Surely the Secret Service would be comfortable if, say, a few dozen of the new, cleared arrivals were housed within easy proximity of the White House. After all, none of the other residents of the area have been so carefully vetted as these mostly Syrian refugees will have been. Then, dozens more can be housed right up close to the whatever home the Obamas select when they leave the White House, easing the worries of the security detail that will accompany them to their new quarters – none of these vetted people should be of concern to the Secret Service. Since the administration rejects representative Michael McCaul’s bill requiring the Secretary of Homeland Security, the Director of the FBI, and the Director of National Intelligence to personally certify that every refugee from Syria and Iraq seeking resettlement here is not a threat, the unhappy governors of the receiving states could promise to place vetted immigrants in these officials’ neighborhoods and in their children’s schools. The prospect of having the people they are asked to vet as neighbors might focus their minds. Ditto for the underlings who actually do the paperwork.
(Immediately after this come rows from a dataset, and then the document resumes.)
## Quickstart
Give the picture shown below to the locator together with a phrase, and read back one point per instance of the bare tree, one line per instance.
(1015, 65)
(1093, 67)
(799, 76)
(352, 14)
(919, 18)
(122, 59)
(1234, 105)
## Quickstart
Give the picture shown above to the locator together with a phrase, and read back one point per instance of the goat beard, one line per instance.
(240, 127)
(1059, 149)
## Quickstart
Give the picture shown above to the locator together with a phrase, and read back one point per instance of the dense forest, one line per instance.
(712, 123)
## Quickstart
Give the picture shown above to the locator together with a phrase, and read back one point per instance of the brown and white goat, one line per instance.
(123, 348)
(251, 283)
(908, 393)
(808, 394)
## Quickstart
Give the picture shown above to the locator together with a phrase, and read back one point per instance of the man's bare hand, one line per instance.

Even these incentives won’t guarantee that among the 10,000 applicants there is not one, or two, or ten, or one hundred radical or merely radicalizable Muslims. But the procedure I have described would guarantee that the vetters will do their very, very best to get vetting right. If this works, we can ask members of parole boards who favor early release to accept the parolee as a house guest for, say, six months after release. And members of congress to subject themselves to whatever laws they impose on the rest of us. There is no end of possibilities for using incentives other than bonuses, which seem to become entitlements more than earned rewards, to induce government workers to make the little extra effort of doing their jobs. Incentives that promise avoidance of pain – terrorist neighbors being one – rather than extra goodies.